(PHILOSOPHY, ROME and its EMPIRE – continued)
Amid the variety of attitudes among the Romans was that of their distinguished poet T. Lucretius Carus. He was a contemporary of Julius Caesar, having lived from around 99 BCE to his death around 54 BCE. At this time there was a plague in Athens and his writing came to a sudden end. Lucretius denounced conventional morality and the traditional mythology that he believed supported it. He was anti-establishment. He turned in disgust from the strife he found in Rome and found solace in Epicureanism. He had the Epicurean's awe for the beauties of nature. He wrote a book titled On the Nature of Things (De Rerum Natura), which described the ideas of Democritus and Epicurus. The Epicurean view was empirical – basically scientific, at odds with the view of magic by the gods that was a part of establishment beliefs. Lucretius described death as including the dissipation of mind rather than our minds living on in torment in hell or wherever. He described neither the mind nor spirit surviving independent of the body.
Another contemporary, the notorious Stoic philosopher-politician Cicero (106-43 BCE) wrote that: "The poems of Lucretius ... exhibit many flashes of genius, and yet show great mastership." The poet Virgil (70-19 BCE) was referring to Lucretius when he wrote, "Happy is he who has discovered the causes of things and has cast beneath his feet all fears, unavoidable fate, and the din of the devouring Underworld."
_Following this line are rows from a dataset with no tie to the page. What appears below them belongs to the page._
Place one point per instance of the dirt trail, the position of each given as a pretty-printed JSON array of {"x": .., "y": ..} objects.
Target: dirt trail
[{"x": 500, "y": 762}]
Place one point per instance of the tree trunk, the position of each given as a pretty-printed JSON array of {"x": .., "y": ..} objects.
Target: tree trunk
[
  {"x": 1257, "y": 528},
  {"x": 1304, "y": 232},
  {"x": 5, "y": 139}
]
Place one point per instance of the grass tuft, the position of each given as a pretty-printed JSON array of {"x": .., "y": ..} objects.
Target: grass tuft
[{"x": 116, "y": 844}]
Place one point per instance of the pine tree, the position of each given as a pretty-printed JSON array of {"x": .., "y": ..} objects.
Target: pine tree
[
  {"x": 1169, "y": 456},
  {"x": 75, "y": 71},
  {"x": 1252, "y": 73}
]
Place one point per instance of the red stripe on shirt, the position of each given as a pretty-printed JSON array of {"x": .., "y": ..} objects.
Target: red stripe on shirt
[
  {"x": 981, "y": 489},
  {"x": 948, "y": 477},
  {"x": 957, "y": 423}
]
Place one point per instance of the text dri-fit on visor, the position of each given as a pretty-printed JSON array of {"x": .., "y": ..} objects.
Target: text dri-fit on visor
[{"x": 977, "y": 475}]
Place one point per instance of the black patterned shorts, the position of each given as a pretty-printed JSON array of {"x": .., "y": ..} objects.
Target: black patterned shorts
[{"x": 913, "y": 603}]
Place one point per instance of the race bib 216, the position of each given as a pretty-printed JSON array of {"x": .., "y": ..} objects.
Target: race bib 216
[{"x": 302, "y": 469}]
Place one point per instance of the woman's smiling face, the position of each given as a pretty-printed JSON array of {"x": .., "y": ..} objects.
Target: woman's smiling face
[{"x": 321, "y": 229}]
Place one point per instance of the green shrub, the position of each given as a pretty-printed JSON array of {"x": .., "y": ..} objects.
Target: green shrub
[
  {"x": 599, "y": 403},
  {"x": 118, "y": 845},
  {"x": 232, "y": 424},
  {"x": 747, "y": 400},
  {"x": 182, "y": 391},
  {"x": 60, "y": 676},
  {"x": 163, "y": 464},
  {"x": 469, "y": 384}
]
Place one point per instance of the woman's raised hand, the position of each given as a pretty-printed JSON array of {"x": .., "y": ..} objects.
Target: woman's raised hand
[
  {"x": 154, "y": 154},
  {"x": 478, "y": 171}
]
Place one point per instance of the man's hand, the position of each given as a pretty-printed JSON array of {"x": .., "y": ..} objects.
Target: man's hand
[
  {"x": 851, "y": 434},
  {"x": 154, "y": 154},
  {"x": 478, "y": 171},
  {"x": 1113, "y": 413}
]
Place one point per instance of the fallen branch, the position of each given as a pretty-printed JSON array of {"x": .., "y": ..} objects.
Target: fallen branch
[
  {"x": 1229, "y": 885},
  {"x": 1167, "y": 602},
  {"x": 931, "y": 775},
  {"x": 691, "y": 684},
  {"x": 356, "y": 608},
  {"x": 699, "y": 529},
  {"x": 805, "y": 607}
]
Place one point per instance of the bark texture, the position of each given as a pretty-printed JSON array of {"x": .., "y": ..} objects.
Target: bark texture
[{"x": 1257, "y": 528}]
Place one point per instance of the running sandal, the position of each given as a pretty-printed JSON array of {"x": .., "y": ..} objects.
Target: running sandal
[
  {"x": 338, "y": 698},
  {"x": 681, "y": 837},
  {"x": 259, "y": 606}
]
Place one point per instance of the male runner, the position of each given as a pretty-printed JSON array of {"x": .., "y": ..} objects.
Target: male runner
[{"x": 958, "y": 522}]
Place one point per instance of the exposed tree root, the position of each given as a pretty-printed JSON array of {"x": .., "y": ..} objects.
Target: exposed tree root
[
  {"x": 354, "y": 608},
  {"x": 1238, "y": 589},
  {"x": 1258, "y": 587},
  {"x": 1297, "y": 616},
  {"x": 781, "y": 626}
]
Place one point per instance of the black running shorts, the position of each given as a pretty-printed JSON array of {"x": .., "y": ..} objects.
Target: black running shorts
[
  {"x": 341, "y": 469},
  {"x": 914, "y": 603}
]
Lucretius was the first writer to introduce Roman readers to Epicurean philosophy. Knowledge of Epicurean philosophy would pass into modernity from a German monastery's copy of On the Nature of Things, which was discovered by a former papal secretary, Poggio Bracciolini, who was searching monasteries in Germany and Switzerland for forgotten scripts. This was described by Stephen Greenblatt in his book, The Swerve: How the World Became Modern.